Hear Tom's candid chat with Ray Davies
In this unique, wide-ranging interview spanning his 50-year music career, Ray Davies talks to Tom about everything from the merits of demos to the pressures of success.
Ray Davies owes his status as one of pop's National Treasures to world famous Kinks hits such as You Really Got Me, Days, Waterloo Sunset, Lola and Sunny Afternoon.
But in this unusual three hour interview, fan and former protégé Tom Robinson hears the fascinating backstory behind many less-known Davies gems suggested by listeners - which span a 50-year writing career from the 1960s to the present day.
A recurrent theme is The Culture Of B Sides - a subject close to Ray's heart. "Although they're notionally just a way of filling up space on a record", he says, "B sides are usually more revealing about an artist than the hard sell of the A Side.
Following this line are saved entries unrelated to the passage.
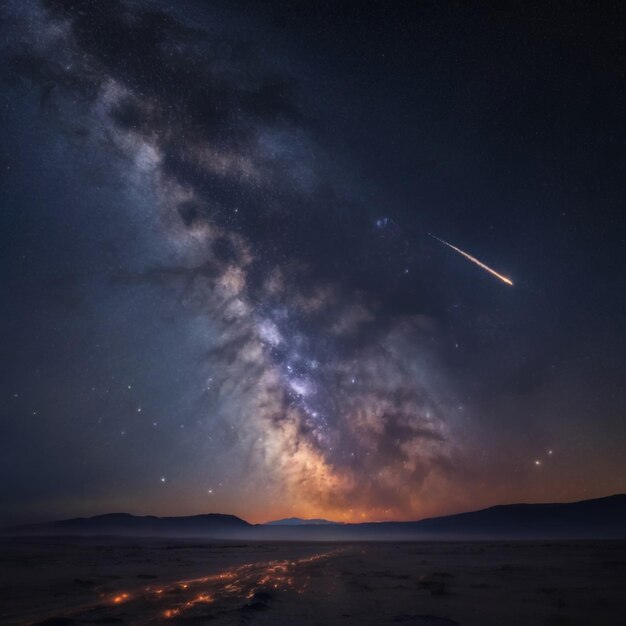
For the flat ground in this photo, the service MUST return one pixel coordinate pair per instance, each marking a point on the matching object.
(106, 581)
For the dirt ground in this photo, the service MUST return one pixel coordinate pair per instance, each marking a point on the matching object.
(116, 581)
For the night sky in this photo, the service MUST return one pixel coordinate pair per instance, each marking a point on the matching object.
(219, 292)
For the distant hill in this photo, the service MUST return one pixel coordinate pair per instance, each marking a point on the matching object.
(298, 521)
(212, 524)
(602, 518)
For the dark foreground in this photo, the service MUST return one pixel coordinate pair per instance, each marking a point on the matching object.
(106, 581)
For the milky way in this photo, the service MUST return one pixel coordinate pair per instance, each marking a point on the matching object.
(316, 374)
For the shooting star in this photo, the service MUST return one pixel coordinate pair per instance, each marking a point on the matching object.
(504, 279)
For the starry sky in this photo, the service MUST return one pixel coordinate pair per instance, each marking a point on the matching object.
(219, 293)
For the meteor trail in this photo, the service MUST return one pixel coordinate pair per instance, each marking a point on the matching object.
(504, 279)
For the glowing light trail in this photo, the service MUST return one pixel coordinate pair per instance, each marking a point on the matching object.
(504, 279)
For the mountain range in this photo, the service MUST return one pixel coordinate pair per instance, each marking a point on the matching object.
(601, 518)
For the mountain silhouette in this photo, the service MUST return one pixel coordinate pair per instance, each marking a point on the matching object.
(600, 518)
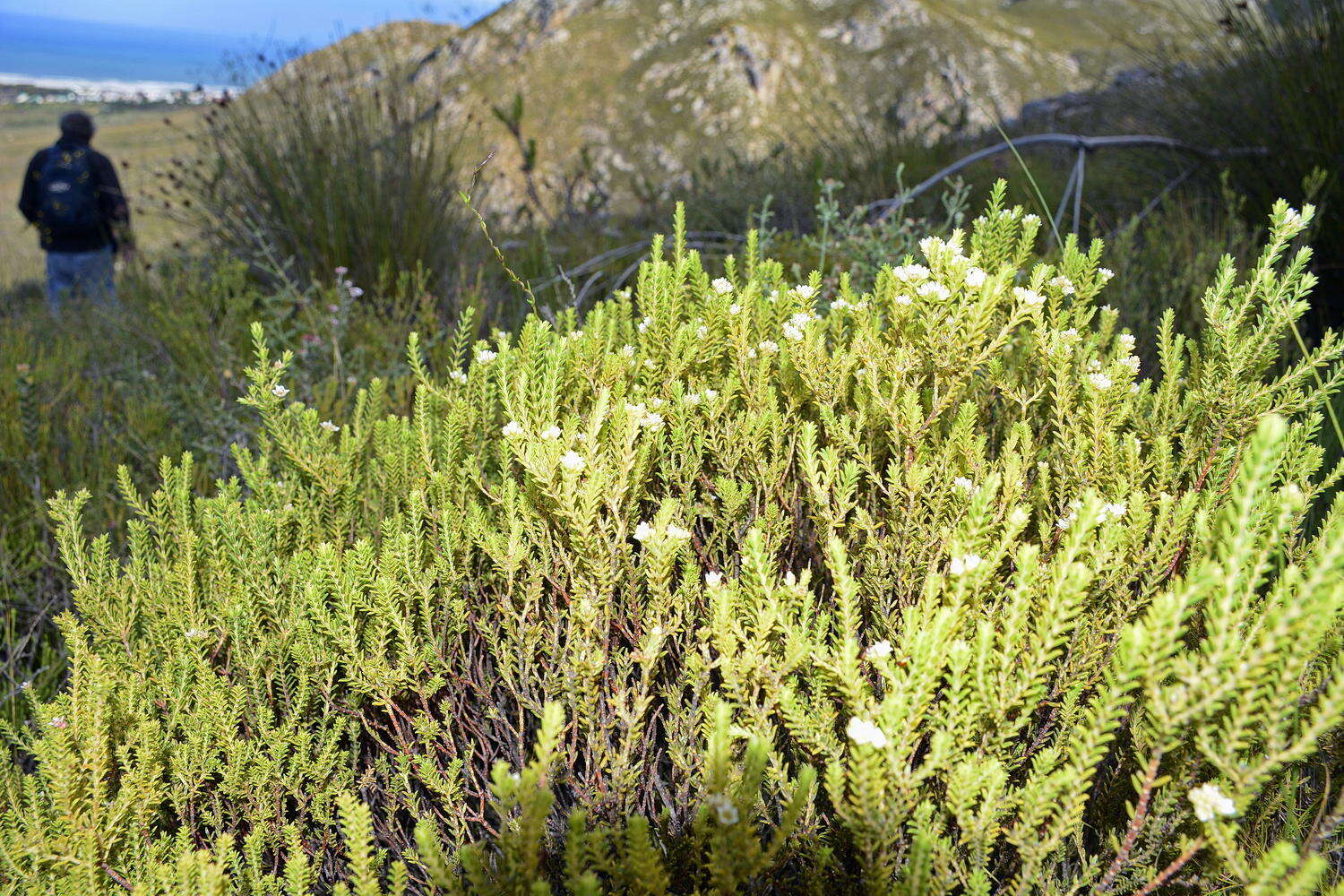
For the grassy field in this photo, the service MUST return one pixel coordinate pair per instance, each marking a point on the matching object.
(137, 142)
It's interesting what people do when their guard's down..."
The conversation is wide ranging - from the merits of demos to the pressures of success; from the family tragedy behind Ray's biggest American hit, to the day Alan Bennett refused to work with The Kinks because "it would give me indigestion".
And who knew the teenage Davies was launched on his songwriting career by jazz saxophonist Lol Coxhill in a Soho basement, with the words "you should do your own music... because you're no good at mine.".